Frequently asked questions about the free land loan calculator

A land loan calculator is a free online tool that helps you calculate the monthly payment, total interest, and total cost of a land or lot loan from the price, down payment, rate, and term. A land loan is a standard amortizing loan on the price minus the down payment — but with land-typical inputs: a higher rate, a 20%–50% down payment, and a 10–20 year term. It runs entirely in your browser with instant results and no sign-up.
A land loan is calculated with the standard amortization formula on the financed amount. Subtract your down payment from the land price to get the loan amount, then apply payment = loan × r × (1 + r)^n ÷ ((1 + r)^n − 1), where r is the annual rate divided by 12 and n is the term in months. An $84,000 loan at 8% over 15 years works out to about $803 a month. Most land loans are principal-and-interest only — property taxes are billed separately because there is no structure to escrow.
Land loans typically require 20% to 50% down, far more than the 3%–20% common on a mortgage. The exact figure depends on the land type: improved lots with utilities can go as low as ~20%, unimproved land runs about 25%–35%, and raw, undeveloped land often requires 35%–50%. A larger down payment lowers both your interest rate and your monthly payment.

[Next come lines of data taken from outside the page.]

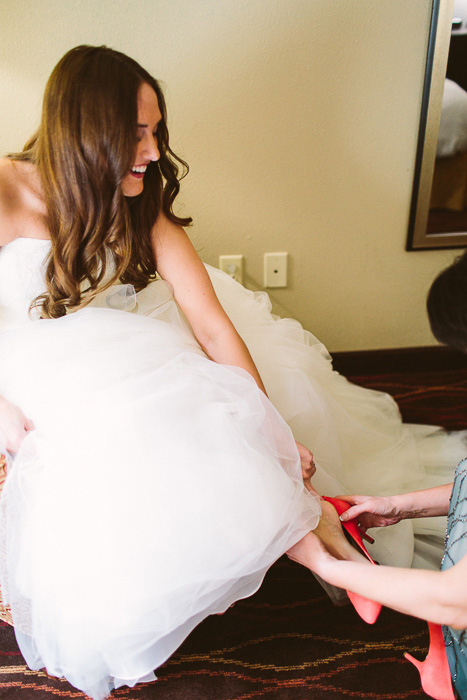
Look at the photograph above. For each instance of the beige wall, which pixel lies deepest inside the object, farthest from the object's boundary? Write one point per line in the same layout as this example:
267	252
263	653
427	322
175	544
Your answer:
299	120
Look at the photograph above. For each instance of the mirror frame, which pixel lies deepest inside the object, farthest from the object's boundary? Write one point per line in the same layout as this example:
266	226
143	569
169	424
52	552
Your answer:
430	113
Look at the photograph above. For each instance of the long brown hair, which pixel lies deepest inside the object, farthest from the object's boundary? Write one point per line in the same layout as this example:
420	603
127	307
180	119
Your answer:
83	149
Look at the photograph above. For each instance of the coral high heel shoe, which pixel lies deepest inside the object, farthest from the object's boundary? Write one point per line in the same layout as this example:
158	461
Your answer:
368	610
434	671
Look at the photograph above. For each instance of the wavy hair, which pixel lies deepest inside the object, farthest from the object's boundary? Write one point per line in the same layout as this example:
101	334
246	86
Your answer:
83	149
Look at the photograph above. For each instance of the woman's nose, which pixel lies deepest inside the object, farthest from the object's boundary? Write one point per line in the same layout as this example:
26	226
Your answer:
151	149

Yes. Land loan rates typically run 1 to 3 percentage points higher than a comparable mortgage because there is no home for the lender to repossess and resell if you default, land is slower to value and sell, and land loans have higher historical default rates. Raw land carries the highest rates; improved land with roads and utilities prices lowest.

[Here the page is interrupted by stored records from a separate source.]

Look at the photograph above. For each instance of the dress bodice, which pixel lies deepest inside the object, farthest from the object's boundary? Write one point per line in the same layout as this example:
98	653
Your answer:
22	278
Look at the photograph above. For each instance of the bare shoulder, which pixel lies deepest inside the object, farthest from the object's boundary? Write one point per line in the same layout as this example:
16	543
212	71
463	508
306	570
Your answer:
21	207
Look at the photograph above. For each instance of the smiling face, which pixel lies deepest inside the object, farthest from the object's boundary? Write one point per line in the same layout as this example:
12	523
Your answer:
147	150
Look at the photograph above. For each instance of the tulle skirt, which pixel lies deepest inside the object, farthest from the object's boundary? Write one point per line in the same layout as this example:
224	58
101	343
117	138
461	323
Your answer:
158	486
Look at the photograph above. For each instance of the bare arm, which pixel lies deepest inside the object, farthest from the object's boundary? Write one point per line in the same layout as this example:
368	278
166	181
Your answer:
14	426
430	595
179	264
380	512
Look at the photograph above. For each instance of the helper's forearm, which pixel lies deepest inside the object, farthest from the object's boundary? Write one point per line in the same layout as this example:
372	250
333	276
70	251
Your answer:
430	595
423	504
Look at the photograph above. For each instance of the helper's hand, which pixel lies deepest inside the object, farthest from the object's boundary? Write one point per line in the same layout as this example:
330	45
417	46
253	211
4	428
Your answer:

Rarely. Most land loans run 10 to 20 years, with 15-year terms common. A few lenders offer longer terms, but 30-year land loans are unusual — land is considered higher risk, so lenders keep terms short. A construction-to-permanent loan, by contrast, can convert into a 30-year mortgage once you build.
Most land lenders look for a credit score in the mid-600s at minimum, with the best rates reserved for scores of 700 and above. Because land is higher risk, lenders also want a strong down payment and solid cash reserves; a larger down payment can help offset a borderline score.
Raw land has no roads, utilities, or improvements — it is undeveloped acreage and the hardest to finance (35%–50% down, highest rates). Unimproved land has some access or basic utilities but is not build-ready (about 25%–35% down). Improved land already has roads, water, sewer, and power in place, making it ready to build and the easiest to finance (around 20%–30% down, lowest rates of the three).
About

About this land loan calculator

This land loan calculator runs entirely in your browser. Every figure you enter stays on your device — nothing is sent to a server, logged, or shared. It subtracts your down payment from the land price, applies the standard amortization formula to the balance, and returns your monthly payment, total interest, and total cost, updating instantly as you type.